For the vast majority of those looking for financial independence the answer is very much both – and at the same time as well. If you are planning to retire, you now have serious and complex decisions to make about your financial future.

Without proper financial planning, outliving your income stream has become a significant risk. If you’re part of a married couple and both of you are 65 years old, there is a 66 per cent chance that one of you lives to be at least 90 years old.  Whilst people are living longer, this doesn’t necessarily mean they continue to be healthy for longer.

Thinking about retirement planning for many people is likely to lead to a headache! There are so many factors to think about and few over which you have total control, such as your rate of saving and spending or the risk you take in your portfolio. Other factors over which you might have some degree of control, such as the duration and earnings level of your employment, particularly as a business owner and your own longevity. Finally, there are a range of factors over which you have no control, such as market returns.

Knowing that a wide range of variables can determine financial security in retirement, understanding retirement spending and planning accordingly is critical.

This leads us to two potential models for ensuring you don’t run out of money in retirement.

The first involves a so-called ‘bucket’ method. Your assets are arranged into three buckets according to time horizon, with the short-term portfolio regularly tapped for spending invested in cash and cash alternatives. The medium-term portfolio can be invested in slightly higher-yielding assets, such as dividend-paying stocks and shares. The third bucket in the portfolio can be reserved for riskier, higher-return strategies or for longer-dated savings instruments. Such a model can certainly help investors to grow wealth over time while maintaining spending to support their lifestyle, but at best it is an inexact rule of thumb.

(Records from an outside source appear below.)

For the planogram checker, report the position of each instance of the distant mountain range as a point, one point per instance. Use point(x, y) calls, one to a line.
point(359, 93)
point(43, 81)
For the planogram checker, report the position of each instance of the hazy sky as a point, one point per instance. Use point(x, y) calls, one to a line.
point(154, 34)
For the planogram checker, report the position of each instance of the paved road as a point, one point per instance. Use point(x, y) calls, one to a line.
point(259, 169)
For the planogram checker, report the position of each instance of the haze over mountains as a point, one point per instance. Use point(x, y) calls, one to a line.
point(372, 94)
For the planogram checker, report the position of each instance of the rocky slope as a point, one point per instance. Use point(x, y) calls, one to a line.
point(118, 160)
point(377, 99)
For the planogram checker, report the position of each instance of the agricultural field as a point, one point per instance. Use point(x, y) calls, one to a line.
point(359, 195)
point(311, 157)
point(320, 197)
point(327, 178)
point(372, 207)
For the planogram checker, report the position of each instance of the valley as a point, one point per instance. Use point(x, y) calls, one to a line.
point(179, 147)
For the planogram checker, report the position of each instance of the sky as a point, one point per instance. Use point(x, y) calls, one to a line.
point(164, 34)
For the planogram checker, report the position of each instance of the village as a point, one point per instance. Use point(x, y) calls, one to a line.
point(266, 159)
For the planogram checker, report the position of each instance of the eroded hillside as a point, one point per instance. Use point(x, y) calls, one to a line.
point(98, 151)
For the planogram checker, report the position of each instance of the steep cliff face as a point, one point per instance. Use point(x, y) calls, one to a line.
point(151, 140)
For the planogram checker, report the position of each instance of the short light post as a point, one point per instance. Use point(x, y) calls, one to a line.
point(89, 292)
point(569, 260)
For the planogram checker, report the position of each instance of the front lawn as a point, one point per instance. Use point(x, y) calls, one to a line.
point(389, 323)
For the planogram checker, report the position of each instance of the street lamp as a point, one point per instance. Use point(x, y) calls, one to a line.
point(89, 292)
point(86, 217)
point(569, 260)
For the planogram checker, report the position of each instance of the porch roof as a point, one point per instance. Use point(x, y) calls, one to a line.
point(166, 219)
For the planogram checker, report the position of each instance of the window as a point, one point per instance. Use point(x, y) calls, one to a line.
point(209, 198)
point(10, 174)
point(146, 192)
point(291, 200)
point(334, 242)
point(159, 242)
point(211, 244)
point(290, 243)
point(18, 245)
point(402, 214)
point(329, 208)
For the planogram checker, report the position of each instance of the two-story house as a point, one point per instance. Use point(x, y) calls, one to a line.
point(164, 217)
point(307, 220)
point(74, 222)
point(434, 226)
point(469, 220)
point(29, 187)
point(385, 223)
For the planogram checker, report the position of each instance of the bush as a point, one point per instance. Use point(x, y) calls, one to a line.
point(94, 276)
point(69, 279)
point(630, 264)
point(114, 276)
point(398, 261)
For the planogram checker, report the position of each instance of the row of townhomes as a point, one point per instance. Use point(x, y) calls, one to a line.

A second model for structuring a retirement income involves a triangle. Starting from the base of the triangle you move up the spectrum of risk and return. The bottom and largest portion of the triangle comprises needs – the basic assets that are needed to cover regular expenses. The income sources at the bottom tend to come from pensions, individual savings accounts, short-term bonds or cash savings.

Think of the middle of the triangle as your wants; your desired lifestyle in retirement. Sources of income in the middle of the triangle tend to come from investments in equities or fixed income.

As we reach the top of the triangle, it’s the legacy considerations, where you might be considering assets to leave to your heirs. This income can be sourced from gifts, trusts or a combination of these and other inheritance tax planning solutions that suit your particular circumstances.

Whatever your needs and wants, there is increasing evidence that there is real value in engaging with a financial planner to help you identify, create and maintain the lifestyle you want without the fear of ever running out of money.